From: Riccardo Mottola
Subject: Re: Kickstarter was not successful... but it did help things...
Date: Sat, 21 Dec 2013 20:35:34 +0100
User-agent: Mozilla/5.0 (X11; Linux i686; rv:25.0) Gecko/20100101 Firefox/25.0 SeaMonkey/2.22

Hi,

Markus Hitter wrote:
Am 21.12.2013 15:11, schrieb Ivan Vučica:
I could understand this observation if GNUmail were actually integrated.
But it isn't. If you install GNUmail from Debian packages you get
something very old and buggy, if you install from Phillipes packages,
you get something ignoring and trying to replace Unity and something
compiled for older releases.
Sadly, supplied packages are exceedingly outdated and terribly packaged.
How does the old GNUMail work differently than the
Actually I'm tempted to fix this situation by providing current packages
via a PPA and eventually forwarding these to Debian, but I also can't
get rid of the impression here is no interest in the results. Manually
built packages are undoubtly a honorable effort, but why the heck are
they built for no less than four older Ubuntu releases, but not the
current one? Why is there no interest in showing up with them in Ubuntus
software center? Why do I get answers along "oh, NeXTstep is so modern"
if I point out incompatibilities with current user expectations? Why do
most people here expect users to compile software from tarballs? Outside
of GNUstep people are used to use appstores (which Ubuntu provides).
I absolutely agree. Tarballs should be there for the experienced user or for use of packagers. The end-user should install stuff using their package system. E.g. various interfaces to apt-get. App-"store" for a FOSS project is a bit ridiculous :) BUt the concept of course is basically the same.
I maintain three open source projects already as a one man show, so I'm
not exactly keen on adding a fourth one. :-)

Sorry if this sounds like ranting, I just try to describe the
differences between what I see here and what I see elsewhere.
Well, I understand your views, I have different needs, but something is just not working.

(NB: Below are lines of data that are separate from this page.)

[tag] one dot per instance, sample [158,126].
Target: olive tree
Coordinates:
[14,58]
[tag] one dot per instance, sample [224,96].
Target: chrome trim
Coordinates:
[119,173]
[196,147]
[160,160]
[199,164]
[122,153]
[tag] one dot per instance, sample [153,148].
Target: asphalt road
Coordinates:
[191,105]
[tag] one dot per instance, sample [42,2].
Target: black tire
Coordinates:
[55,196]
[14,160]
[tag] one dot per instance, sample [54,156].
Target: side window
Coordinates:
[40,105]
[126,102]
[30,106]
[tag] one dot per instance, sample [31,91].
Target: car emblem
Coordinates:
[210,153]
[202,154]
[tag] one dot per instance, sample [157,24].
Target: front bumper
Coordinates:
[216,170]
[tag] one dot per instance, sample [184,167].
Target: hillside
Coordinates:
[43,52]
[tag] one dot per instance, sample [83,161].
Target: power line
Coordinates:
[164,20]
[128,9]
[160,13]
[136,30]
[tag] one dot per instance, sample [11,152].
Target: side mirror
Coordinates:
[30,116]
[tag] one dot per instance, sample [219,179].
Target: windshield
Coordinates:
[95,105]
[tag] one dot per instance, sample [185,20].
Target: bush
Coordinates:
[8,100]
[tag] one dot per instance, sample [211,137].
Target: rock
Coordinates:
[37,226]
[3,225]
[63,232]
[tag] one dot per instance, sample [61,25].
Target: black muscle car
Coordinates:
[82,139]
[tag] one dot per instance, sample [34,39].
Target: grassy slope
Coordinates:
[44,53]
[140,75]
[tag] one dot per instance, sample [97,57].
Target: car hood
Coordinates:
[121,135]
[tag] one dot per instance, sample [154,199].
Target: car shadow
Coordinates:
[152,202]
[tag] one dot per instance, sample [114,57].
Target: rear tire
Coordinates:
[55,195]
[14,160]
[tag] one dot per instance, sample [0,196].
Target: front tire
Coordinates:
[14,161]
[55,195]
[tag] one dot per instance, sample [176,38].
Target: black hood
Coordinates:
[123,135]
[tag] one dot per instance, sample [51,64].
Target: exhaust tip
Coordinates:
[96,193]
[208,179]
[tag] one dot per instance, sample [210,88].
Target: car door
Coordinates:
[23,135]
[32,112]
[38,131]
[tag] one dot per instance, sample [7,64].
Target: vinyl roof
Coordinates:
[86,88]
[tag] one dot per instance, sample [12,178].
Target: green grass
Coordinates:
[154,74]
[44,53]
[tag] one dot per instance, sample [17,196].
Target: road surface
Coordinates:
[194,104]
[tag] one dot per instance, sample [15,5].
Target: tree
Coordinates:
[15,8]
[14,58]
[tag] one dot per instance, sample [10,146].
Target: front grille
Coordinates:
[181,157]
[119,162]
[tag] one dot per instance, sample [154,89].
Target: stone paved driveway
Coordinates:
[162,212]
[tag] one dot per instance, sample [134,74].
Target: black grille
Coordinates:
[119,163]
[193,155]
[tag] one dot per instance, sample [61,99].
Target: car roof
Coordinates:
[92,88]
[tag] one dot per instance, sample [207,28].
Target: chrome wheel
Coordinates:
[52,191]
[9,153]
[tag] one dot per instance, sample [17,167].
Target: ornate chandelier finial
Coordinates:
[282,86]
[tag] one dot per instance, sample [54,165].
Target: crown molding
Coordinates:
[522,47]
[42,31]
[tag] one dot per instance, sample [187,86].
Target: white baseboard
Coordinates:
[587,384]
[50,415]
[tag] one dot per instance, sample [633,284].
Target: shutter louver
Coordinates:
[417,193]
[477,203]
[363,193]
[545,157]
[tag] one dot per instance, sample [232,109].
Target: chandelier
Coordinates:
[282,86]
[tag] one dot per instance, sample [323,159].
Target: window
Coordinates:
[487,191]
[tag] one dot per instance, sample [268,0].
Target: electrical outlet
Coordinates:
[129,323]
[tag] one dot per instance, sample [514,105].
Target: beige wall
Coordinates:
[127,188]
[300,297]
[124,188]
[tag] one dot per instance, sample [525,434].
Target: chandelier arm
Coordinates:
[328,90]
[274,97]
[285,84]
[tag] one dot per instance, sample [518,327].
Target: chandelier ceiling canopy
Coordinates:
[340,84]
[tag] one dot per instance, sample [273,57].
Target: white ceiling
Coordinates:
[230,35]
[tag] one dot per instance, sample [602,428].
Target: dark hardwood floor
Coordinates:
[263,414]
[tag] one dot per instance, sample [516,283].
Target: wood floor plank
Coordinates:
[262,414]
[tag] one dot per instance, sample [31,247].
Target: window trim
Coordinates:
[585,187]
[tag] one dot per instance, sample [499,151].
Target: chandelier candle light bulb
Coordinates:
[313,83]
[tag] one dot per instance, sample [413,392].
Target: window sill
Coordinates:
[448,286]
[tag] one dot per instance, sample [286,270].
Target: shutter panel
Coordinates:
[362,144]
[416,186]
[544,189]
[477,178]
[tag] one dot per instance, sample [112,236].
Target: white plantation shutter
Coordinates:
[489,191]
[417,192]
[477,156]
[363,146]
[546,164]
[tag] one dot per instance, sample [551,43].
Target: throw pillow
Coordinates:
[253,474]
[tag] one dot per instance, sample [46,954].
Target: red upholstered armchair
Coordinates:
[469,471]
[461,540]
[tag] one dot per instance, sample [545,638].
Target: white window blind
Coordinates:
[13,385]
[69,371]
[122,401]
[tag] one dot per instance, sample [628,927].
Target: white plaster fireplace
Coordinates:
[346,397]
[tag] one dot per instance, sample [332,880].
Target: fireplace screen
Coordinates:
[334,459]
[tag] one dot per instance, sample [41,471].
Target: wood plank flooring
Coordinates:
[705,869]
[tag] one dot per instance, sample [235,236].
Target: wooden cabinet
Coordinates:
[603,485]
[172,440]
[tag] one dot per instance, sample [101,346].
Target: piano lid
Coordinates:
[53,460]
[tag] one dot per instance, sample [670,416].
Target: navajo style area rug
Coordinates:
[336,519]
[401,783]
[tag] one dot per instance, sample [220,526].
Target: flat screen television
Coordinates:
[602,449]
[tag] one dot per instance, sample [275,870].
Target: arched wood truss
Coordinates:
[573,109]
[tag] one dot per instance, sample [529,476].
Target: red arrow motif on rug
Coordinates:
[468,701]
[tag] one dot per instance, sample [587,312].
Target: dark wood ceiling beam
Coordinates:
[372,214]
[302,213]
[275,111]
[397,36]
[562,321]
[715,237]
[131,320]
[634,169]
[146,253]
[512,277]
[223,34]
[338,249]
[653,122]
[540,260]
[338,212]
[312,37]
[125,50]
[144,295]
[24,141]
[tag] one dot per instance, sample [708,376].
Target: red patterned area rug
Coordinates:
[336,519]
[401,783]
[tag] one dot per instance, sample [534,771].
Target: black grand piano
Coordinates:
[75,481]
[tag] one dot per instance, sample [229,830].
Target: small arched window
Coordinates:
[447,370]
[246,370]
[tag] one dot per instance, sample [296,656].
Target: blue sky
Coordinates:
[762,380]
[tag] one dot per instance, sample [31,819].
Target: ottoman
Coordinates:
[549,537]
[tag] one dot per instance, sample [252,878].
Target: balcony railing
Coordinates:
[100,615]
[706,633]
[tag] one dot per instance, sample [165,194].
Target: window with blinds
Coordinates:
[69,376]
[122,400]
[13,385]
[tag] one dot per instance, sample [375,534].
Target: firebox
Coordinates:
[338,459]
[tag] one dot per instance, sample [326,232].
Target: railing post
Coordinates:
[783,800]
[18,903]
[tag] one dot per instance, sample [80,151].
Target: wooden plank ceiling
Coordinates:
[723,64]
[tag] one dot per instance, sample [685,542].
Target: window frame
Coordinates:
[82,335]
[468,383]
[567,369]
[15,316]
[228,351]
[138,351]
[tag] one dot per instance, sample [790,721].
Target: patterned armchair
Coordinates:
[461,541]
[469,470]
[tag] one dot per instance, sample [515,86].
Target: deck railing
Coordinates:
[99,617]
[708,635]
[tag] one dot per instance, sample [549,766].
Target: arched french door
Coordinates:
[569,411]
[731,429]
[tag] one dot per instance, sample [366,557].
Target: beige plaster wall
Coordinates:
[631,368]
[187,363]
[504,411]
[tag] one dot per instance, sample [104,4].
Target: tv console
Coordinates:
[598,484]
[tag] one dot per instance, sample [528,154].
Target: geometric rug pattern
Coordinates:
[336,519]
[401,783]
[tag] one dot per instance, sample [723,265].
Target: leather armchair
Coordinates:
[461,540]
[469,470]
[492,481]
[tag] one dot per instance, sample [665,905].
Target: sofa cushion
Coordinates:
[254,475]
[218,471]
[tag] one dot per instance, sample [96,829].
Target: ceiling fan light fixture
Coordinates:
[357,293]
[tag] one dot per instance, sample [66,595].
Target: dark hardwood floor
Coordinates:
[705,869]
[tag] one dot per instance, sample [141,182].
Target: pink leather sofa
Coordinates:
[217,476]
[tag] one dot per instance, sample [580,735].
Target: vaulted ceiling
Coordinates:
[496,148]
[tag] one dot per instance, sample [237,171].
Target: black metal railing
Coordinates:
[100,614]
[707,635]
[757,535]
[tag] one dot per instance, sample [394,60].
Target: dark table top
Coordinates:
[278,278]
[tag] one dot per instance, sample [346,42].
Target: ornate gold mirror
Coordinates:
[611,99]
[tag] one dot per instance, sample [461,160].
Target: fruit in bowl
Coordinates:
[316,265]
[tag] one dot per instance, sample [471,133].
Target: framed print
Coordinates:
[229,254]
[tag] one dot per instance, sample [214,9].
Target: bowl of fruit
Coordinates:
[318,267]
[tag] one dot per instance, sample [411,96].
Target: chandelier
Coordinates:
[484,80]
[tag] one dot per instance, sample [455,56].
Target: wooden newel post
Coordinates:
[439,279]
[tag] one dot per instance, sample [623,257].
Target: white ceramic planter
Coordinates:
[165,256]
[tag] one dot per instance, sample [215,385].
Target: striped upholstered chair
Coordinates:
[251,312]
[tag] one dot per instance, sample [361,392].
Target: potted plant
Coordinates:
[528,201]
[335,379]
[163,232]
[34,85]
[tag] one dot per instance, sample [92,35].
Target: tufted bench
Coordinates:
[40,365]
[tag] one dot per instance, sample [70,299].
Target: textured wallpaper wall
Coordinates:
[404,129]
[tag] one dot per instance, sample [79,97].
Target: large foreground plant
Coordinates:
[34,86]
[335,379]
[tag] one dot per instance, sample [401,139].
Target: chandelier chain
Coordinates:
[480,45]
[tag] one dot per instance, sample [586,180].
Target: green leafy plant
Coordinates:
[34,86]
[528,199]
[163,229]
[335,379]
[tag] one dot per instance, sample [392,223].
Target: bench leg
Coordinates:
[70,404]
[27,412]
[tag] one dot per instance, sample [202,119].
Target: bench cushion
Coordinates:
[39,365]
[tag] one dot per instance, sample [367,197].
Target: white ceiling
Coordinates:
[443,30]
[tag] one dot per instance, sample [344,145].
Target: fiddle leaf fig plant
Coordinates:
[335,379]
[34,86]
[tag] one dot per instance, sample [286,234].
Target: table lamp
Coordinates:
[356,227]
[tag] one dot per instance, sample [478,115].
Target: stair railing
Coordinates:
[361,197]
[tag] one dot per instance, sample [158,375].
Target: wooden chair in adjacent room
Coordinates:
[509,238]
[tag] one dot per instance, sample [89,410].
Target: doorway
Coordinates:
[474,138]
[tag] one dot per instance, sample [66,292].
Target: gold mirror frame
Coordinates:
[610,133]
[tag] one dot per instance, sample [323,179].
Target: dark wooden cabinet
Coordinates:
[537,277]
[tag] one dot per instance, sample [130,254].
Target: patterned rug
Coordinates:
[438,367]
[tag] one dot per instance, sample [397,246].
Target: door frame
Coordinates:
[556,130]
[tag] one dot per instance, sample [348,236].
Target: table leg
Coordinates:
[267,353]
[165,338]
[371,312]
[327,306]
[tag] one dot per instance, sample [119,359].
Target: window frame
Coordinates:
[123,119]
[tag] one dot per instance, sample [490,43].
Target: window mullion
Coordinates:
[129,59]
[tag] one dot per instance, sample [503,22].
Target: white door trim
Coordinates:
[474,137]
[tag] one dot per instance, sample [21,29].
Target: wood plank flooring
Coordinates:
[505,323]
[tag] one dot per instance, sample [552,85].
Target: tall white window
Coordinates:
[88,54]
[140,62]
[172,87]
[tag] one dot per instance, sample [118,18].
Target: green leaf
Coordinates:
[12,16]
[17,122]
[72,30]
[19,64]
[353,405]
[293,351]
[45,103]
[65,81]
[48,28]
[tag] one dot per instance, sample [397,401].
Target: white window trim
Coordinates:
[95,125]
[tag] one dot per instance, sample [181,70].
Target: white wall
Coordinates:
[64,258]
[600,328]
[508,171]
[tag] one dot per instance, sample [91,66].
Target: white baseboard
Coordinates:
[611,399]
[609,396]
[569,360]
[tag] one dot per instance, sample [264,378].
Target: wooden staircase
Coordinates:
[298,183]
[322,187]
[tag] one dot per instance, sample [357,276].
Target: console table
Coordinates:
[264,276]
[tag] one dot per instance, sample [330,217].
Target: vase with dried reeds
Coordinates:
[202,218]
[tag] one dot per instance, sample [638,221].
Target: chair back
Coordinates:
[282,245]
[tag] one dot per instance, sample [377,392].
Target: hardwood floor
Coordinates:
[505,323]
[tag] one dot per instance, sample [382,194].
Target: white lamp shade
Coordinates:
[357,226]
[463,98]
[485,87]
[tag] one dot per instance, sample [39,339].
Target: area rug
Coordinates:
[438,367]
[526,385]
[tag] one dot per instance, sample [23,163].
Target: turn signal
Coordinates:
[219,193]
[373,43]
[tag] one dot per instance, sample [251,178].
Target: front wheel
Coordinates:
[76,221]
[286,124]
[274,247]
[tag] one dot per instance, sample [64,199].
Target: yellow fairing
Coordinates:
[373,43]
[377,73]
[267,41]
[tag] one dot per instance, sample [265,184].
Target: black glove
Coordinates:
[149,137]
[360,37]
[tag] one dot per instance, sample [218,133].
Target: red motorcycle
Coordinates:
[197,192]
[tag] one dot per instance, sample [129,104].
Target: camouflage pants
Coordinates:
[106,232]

I really do not care about unity and I just install windowmaker, but all your reasoning about packages is perfectly valid.

But what can I do if the main distribution I use myself packages my work as shit? Can you please feel the pain and excruciating frustration passing countless hours debugging applications and not seeing them packaged? Debian makes me so frustrated that I think I will post about it on my blog, since it gets into GNU planet, I expect some fuzz, so I always refrained doing so.

What version of GWorkspace would you be able to get? Last time I checked, 0.8.8, which was a slightly patched version before I even was officially maintainer. Do you know how many bugs, crashers, problems were solved? It is years old.